Terminal Invasion (2002)

It’s almost enough to make you want to cry.

Here’s a SciFi Network movie from the days when they were still orthographically correct, which is as entertaining a “B” movie as you could ask for.  What’s more, it was even made specifically for the network and wasn’t — like some of their better offerings — a rebadged Indie film (after all, it does have commercial breaks edited right into it!).

…And then you stop and look at the dull, uninspired schlock they’re churning out now.

Sigh.

What makes this one so much better than Crocosaurus Meets Shartopus?  Well, for starters, we’ve got Bruce Campbell, who can liven up any “B” movie.  He’s a convicted murderer on his way to Death Row when the car carrying him slides off the road and the officers transporting him take shelter in the terminal of a local air charter service.

A lot of people have been stranded there by the storm.  Unfortunately, they aren’t all people

It’s a classic situation.  We have fear, hostility and suspicion as the passengers and staff get picked off one by one.

Innocent people get killed, unexpected characters turn out to be aliens, and who has the guns — and gets to give the orders — keeps changing.  All the while, the storm rages outside, the planes can’t fly, the radios won’t work, and the storm is too fierce for anyone without some serious training to make the fourteen mile trek to get help.

As I said, it’s a classic situation.

Let’s face it, the digital effects are so-so.  After all, it’s a TV movie.  But the creatures are still moderately good and we don’t see enough of them that we really get to see how bad they actually are.

That would help almost any “B” Movie.

There is also some rather strange editing effects which are quite jarring if you think of Terminal Invasion as a movie, but wouldn’t be quite so out of place in a TV show.

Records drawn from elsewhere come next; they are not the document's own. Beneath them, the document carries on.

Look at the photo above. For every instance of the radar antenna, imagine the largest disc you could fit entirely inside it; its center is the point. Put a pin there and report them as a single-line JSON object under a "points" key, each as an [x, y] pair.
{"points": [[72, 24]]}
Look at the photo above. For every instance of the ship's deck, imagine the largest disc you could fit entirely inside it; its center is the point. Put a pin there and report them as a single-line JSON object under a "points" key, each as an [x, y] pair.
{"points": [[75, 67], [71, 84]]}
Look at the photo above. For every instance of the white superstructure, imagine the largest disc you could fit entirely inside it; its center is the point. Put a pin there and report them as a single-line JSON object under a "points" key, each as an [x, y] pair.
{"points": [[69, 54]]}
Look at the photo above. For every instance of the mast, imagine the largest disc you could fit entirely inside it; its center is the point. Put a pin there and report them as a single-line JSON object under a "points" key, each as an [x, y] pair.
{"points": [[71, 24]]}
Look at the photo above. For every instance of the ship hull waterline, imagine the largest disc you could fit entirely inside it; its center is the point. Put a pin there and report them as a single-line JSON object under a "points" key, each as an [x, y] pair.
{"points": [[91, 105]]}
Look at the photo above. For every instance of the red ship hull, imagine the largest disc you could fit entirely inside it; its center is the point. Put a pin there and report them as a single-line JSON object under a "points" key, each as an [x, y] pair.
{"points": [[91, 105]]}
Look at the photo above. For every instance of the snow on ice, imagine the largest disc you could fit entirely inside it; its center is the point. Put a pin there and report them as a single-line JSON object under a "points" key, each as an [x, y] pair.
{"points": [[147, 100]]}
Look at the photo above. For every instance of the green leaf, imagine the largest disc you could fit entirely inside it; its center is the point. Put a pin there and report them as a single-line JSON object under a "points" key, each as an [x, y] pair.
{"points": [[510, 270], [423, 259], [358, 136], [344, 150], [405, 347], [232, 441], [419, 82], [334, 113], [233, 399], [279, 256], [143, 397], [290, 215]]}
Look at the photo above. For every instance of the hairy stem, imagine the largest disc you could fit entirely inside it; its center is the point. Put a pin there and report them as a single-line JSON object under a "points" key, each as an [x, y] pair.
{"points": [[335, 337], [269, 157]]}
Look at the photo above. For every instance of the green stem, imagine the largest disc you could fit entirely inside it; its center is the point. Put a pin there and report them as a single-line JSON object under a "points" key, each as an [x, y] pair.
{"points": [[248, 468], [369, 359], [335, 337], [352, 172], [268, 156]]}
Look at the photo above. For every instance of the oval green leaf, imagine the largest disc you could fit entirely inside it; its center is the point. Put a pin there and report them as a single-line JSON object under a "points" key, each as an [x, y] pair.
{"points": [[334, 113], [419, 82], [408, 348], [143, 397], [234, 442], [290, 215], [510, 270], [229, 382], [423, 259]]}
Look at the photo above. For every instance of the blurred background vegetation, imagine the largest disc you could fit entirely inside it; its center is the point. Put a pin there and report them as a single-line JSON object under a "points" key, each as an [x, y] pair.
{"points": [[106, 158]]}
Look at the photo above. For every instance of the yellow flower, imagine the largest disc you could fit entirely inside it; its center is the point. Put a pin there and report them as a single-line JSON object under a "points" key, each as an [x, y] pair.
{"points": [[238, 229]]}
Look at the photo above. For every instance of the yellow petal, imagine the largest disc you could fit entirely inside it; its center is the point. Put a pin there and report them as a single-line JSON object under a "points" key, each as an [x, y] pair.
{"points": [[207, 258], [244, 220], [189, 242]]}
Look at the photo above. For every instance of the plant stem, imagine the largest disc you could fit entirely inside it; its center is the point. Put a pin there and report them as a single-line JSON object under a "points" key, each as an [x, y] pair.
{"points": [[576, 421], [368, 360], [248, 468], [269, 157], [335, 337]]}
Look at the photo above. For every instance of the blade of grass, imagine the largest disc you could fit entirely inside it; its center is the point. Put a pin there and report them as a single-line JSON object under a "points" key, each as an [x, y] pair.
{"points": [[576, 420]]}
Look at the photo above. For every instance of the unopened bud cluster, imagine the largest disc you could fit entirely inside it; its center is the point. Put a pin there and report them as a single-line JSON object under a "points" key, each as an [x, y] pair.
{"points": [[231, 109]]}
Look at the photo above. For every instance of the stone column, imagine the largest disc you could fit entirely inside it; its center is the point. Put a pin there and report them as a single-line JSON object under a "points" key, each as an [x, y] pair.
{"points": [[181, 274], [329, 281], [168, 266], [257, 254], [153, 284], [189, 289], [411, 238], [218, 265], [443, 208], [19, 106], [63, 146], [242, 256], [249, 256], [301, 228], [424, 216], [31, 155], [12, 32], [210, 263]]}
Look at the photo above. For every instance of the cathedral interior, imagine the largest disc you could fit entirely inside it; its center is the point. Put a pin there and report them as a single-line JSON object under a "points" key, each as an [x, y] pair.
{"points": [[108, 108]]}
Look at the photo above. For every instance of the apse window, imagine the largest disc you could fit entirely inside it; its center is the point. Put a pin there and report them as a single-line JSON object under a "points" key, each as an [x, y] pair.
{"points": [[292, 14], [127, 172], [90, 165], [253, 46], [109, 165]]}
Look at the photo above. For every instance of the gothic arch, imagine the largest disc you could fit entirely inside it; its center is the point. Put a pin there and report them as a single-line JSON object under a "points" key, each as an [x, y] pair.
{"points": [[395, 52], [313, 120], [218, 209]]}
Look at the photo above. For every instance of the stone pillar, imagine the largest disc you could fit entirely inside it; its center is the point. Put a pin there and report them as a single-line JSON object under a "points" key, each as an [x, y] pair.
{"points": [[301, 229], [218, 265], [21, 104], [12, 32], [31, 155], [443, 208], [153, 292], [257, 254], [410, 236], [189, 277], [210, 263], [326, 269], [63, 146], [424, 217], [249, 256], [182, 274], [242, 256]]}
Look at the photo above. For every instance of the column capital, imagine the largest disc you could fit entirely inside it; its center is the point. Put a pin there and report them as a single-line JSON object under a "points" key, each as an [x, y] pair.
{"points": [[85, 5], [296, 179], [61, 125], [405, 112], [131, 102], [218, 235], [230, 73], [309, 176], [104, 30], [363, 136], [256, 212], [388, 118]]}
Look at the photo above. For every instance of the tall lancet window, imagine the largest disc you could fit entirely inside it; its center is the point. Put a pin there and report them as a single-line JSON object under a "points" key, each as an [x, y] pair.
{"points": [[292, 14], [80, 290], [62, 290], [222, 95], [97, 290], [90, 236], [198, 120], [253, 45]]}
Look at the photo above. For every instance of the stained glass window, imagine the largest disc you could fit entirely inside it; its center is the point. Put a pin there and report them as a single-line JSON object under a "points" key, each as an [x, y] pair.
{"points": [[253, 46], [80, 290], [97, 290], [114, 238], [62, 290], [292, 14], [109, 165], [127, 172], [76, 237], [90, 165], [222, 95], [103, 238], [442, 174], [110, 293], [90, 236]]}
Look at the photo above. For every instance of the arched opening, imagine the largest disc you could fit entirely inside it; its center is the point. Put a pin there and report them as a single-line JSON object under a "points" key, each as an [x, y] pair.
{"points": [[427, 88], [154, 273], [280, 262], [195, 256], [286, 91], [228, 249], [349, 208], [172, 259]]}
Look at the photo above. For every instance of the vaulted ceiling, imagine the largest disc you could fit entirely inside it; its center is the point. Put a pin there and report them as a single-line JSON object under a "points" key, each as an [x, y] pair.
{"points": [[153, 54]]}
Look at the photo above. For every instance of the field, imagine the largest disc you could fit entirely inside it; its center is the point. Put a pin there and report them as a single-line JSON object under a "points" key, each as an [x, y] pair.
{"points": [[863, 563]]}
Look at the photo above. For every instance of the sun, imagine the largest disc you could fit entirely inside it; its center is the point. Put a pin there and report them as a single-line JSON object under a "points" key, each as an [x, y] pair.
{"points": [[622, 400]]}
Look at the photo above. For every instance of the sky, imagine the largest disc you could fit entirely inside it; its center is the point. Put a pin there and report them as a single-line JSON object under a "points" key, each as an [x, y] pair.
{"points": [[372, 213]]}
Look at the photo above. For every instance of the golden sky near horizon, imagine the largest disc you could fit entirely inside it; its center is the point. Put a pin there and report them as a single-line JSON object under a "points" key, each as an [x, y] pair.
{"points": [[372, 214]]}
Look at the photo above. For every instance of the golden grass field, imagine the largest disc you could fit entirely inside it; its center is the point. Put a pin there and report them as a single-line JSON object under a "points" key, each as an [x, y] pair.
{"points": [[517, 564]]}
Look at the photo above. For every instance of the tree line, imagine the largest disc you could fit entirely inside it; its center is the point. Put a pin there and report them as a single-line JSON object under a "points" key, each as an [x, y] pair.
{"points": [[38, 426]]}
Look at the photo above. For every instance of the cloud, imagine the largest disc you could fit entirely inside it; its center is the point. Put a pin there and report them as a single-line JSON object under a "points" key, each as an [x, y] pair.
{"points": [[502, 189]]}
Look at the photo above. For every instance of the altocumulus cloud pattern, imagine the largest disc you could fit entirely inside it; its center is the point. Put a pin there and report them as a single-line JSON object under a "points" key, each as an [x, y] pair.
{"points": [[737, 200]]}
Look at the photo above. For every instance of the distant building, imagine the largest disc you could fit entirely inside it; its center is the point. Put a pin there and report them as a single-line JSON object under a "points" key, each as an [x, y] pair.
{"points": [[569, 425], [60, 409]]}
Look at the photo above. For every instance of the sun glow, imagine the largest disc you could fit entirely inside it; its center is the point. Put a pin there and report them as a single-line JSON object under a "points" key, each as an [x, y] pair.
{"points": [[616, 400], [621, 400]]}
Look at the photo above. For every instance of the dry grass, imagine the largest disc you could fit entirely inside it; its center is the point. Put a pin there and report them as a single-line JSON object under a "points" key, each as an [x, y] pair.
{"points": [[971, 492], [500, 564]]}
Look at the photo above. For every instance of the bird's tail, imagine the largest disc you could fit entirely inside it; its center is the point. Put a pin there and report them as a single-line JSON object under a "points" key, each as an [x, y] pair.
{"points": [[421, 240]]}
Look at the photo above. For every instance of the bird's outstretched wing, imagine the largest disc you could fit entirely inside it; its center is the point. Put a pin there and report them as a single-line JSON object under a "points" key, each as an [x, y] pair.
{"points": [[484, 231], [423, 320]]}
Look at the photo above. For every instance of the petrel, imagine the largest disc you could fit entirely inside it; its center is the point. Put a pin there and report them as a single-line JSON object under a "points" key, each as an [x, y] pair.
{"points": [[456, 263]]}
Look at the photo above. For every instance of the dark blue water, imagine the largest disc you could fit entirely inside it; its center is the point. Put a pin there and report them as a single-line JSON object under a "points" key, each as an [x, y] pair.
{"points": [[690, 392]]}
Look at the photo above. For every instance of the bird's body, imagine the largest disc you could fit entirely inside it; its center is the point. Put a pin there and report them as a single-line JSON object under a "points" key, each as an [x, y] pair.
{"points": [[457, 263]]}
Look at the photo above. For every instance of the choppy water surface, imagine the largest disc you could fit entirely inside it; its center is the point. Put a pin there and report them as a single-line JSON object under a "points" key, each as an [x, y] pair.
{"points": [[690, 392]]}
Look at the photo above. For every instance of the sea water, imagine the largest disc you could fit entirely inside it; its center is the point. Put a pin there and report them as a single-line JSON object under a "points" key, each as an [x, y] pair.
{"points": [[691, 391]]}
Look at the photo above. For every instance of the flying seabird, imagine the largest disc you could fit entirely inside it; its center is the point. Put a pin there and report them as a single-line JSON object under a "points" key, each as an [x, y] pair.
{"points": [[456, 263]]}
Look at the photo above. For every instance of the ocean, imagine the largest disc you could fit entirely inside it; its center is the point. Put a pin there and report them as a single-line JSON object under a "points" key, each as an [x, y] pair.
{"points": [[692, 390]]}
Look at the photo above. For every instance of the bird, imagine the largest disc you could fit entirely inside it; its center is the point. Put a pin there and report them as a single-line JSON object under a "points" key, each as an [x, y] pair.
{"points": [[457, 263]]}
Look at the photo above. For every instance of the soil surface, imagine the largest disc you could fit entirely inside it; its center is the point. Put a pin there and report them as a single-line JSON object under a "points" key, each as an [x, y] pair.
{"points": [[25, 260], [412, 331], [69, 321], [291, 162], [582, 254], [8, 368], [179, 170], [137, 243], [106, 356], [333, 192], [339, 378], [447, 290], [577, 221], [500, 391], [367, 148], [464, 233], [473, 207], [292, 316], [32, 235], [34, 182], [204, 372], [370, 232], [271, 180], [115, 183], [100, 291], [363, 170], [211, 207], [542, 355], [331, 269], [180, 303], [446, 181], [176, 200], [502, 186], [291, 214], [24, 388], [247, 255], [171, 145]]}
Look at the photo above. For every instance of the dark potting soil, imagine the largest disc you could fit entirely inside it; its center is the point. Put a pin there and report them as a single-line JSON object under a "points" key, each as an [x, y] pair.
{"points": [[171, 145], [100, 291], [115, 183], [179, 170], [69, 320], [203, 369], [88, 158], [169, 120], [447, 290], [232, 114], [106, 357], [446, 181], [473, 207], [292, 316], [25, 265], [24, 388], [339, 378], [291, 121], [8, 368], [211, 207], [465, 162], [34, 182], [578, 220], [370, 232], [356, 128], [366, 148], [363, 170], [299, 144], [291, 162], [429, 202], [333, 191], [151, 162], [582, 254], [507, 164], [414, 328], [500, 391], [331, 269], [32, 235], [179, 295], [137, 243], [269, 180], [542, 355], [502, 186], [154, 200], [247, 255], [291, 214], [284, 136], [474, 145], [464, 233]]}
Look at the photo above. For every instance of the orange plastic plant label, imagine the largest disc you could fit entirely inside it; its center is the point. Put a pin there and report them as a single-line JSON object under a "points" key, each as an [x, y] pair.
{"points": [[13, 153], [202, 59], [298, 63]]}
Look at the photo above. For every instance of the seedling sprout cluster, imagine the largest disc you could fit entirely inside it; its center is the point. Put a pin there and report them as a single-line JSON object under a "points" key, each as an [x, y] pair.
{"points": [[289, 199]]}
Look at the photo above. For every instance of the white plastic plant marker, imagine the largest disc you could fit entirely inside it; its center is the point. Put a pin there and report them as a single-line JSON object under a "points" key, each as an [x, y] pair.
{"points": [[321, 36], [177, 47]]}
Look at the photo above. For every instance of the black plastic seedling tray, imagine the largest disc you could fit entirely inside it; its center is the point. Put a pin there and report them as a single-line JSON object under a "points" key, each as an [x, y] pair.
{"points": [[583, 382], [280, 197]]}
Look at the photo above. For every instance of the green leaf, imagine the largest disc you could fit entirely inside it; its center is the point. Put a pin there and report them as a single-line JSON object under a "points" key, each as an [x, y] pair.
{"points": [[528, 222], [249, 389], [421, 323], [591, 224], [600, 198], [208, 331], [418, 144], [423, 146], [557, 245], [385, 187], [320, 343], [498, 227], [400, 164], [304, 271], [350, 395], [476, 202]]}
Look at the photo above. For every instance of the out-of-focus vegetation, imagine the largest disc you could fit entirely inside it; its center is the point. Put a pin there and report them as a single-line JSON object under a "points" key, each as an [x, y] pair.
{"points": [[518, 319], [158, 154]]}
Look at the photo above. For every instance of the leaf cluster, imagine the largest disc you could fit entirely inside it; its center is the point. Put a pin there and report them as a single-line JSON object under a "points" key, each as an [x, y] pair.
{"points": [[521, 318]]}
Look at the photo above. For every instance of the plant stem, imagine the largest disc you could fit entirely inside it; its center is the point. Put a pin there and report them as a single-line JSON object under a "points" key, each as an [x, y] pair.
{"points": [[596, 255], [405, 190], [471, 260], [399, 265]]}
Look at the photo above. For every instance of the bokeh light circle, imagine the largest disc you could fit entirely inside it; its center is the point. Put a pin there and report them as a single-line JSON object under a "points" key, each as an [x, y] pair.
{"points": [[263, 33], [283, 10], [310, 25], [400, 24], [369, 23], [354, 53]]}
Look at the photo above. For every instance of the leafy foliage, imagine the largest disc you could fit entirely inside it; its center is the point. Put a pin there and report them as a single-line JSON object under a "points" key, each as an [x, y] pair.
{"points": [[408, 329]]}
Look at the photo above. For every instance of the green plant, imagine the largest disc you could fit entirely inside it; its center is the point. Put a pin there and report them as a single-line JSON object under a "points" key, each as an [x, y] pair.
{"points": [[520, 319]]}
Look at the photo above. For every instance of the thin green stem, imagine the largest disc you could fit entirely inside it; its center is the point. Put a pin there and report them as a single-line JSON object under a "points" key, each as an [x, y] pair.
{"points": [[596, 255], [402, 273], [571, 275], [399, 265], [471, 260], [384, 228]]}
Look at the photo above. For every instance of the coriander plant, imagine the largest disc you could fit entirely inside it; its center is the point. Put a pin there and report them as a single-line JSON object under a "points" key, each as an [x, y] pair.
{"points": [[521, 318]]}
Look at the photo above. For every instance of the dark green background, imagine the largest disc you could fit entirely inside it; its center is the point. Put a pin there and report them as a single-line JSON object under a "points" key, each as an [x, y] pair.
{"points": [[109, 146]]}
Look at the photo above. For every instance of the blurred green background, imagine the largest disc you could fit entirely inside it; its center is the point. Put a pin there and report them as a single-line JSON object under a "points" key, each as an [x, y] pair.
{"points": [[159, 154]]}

But I’m willing to ignore that, particularly in a film which turns moments of exposition into jokes; has the original discovery of the invasion hinge on a question of religious practice; gives us a startling John Carpenter moment which ends in a disaster portrayed in  the most absurdly minimal computer animation imaginable; and throws in an epically unexpected revelation which should have been obvious and yet is played so well that we accept it without question.

There is even a satisfying ending, complete with a redemptive arc for one of the characters.

It’s solid “B” entertainment as good as the TV movies  that SciFi’s parent corporation, USA, made once in a while (like High Desert Kill (1989)).  It’s a forgotten slice of Science Fiction goodness from the days when the SciFi Network still made good movies once in a while.

Sigh.

They don’t make them like that anymore.